July 18, 2008 Volume 109 Number 13

Oregon Supreme Court upholds unions’ case against Sizemore

The Oregon Supreme Court ruled July 3 that two teachers unions were within their rights to use an organized crime law in a lawsuit against two groups run by anti-union activist Bill Sizemore.

The court upheld the 2002 jury verdict in the suit filed by Oregon Education Association (OEA) and American Federation of Teachers-Oregon against Sizemore’s Oregon Taxpayers United Educational Foundation and Political Action Committee.

The jury found that Sizemore’s groups used fraud and forgery to qualify two ballot measures that the unions had to spend money fighting. That included forged signatures on the initial “qualifying” petitions that are submitted to the state before major signature gathering begins, illegal use of charitable contributions for political purposes, and fraud in charitable reports to the state. The reports failed to reveal donors, or the extent of political activity of Sizemore’s charitable organization.

In 2006, the Oregon Court of Appeals affirmed that Sizemore’s organization engaged in a “calculated course of criminal conduct” and “cynical, criminal manipulation of the democratic process.”

Sizemore had appealed that verdict on several grounds, arguing that since the groups could easily have gotten the required 25 genuine signatures on the qualifying petitions, the forgeries didn’t make that much difference. Also, the fraud on the charitable filings didn’t directly cause the unions to have to spend money, Sizemore argued through attorney Gregory Byrne.

But the Oregon Supreme Court rejected those and other arguments, and agreed that the jury’s conclusion was reasonable: That the purpose of the ballot measures was to bleed the unions of money, and that Sizemore’s ballot measure campaigns engaged in a pattern of criminal activity.
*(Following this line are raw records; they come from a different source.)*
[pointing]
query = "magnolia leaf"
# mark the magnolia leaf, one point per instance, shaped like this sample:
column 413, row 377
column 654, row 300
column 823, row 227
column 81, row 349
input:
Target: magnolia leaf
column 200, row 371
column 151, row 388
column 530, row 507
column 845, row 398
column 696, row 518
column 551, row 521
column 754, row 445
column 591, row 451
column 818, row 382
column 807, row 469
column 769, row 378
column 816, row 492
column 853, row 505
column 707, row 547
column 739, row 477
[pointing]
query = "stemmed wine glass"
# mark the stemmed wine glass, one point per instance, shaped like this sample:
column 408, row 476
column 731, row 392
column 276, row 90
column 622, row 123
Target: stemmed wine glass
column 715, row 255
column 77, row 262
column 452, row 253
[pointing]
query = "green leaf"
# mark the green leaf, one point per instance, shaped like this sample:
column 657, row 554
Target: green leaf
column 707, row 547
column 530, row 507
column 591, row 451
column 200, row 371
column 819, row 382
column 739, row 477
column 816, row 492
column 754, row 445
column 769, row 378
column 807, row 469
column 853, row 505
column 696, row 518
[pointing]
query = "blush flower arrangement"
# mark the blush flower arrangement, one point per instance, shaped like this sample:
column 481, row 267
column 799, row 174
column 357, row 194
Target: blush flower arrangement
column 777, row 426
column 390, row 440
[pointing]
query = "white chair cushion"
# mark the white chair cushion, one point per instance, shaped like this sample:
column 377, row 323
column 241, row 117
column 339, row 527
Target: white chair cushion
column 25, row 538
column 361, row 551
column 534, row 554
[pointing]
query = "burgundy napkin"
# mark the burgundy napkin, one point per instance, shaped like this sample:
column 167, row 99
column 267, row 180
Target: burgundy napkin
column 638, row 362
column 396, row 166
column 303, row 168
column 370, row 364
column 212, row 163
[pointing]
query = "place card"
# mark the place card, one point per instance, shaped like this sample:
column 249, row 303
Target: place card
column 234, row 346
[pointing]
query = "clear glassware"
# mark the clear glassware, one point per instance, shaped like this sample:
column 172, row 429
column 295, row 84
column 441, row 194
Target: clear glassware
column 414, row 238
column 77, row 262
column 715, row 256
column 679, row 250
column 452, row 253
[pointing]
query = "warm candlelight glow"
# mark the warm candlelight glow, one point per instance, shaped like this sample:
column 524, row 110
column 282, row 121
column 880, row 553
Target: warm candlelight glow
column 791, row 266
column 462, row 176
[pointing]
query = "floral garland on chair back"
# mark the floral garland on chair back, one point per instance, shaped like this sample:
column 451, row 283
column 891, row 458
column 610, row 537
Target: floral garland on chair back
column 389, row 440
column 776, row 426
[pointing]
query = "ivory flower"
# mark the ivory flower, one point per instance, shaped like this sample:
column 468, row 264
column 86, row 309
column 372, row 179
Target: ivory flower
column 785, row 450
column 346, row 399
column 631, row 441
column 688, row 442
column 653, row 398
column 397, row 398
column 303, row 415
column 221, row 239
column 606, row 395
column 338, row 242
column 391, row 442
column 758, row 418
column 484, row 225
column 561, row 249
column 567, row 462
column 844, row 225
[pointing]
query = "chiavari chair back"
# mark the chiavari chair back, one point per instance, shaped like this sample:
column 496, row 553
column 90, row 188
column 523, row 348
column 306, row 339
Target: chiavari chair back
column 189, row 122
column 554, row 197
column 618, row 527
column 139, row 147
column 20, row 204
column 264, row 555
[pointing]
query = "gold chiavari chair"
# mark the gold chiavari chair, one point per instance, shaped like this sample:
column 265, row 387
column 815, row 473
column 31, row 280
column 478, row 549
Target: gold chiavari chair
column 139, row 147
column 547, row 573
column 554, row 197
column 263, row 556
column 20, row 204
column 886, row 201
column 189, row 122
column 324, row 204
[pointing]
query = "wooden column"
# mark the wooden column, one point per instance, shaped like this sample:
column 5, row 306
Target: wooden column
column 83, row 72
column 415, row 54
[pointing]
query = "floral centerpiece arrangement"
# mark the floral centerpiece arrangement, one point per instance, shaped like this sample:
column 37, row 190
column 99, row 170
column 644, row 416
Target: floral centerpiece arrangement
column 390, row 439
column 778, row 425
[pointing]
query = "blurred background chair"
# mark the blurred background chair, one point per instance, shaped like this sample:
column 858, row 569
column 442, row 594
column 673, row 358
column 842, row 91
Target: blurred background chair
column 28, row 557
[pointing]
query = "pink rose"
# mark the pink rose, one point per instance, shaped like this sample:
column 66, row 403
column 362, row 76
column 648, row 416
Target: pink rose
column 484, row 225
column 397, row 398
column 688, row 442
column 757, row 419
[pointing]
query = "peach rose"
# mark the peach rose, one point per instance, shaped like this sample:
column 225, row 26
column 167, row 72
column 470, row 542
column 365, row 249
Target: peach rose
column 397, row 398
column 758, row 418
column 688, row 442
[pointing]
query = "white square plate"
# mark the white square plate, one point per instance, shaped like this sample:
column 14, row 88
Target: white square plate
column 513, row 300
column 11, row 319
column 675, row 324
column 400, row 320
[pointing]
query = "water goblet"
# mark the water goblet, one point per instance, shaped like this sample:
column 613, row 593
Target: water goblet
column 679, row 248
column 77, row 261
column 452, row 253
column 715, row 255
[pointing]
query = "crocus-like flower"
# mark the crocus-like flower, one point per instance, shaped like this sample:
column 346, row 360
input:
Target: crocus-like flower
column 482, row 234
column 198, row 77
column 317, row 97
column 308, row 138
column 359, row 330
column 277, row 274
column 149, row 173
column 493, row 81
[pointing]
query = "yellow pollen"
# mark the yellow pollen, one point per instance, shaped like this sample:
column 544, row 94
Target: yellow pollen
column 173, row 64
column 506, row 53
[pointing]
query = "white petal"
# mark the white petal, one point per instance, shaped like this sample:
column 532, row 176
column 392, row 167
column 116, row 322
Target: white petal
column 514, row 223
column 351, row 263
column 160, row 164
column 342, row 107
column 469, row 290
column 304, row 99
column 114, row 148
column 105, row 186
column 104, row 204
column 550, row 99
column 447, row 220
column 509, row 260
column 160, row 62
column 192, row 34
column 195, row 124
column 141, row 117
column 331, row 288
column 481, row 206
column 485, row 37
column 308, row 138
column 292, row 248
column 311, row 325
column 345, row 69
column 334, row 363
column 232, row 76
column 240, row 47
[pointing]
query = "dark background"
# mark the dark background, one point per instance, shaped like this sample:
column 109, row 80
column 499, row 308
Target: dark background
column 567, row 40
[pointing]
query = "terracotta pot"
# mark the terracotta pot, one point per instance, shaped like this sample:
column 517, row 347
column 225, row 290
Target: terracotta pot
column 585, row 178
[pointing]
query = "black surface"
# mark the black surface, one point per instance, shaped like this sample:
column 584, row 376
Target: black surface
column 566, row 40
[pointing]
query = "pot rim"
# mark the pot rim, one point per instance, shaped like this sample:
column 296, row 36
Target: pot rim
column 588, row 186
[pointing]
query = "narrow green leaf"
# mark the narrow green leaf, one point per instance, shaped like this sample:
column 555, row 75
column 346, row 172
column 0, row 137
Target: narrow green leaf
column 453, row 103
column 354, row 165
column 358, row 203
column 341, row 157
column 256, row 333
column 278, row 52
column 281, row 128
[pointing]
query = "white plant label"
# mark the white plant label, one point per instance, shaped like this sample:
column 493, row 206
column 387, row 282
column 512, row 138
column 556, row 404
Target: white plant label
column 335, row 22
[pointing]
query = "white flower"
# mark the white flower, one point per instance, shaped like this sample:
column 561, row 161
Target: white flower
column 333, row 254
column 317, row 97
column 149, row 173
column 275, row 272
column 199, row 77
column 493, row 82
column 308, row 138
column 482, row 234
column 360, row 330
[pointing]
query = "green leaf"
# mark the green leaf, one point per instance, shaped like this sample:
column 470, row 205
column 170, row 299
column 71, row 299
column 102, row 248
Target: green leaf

“The Supreme Court has the final word,” said OEA President Larry Wolf in a press statement. “They have confirmed what we’ve known for years – Bill Sizemore is a racketeer who uses fraud and forgery to manipulate Oregon’s initiative system. Oregon voters should be very suspicious of any measure he puts forward now and in the future.”

One of the two measures in the lawsuit will be on the ballot again this year — an initiative to prohibit public employee union members from using paycheck deduction to contribute to their unions’ political campaigns. And at least three other measures sponsored by Sizemore will be on this November’s ballot.

Sizemore’s organizations remain liable for a $2.5 million dollar jury award owed to the unions, and the unions plan to ask the courts to hold Sizemore personally liable for the judgment, which is so far largely unpaid.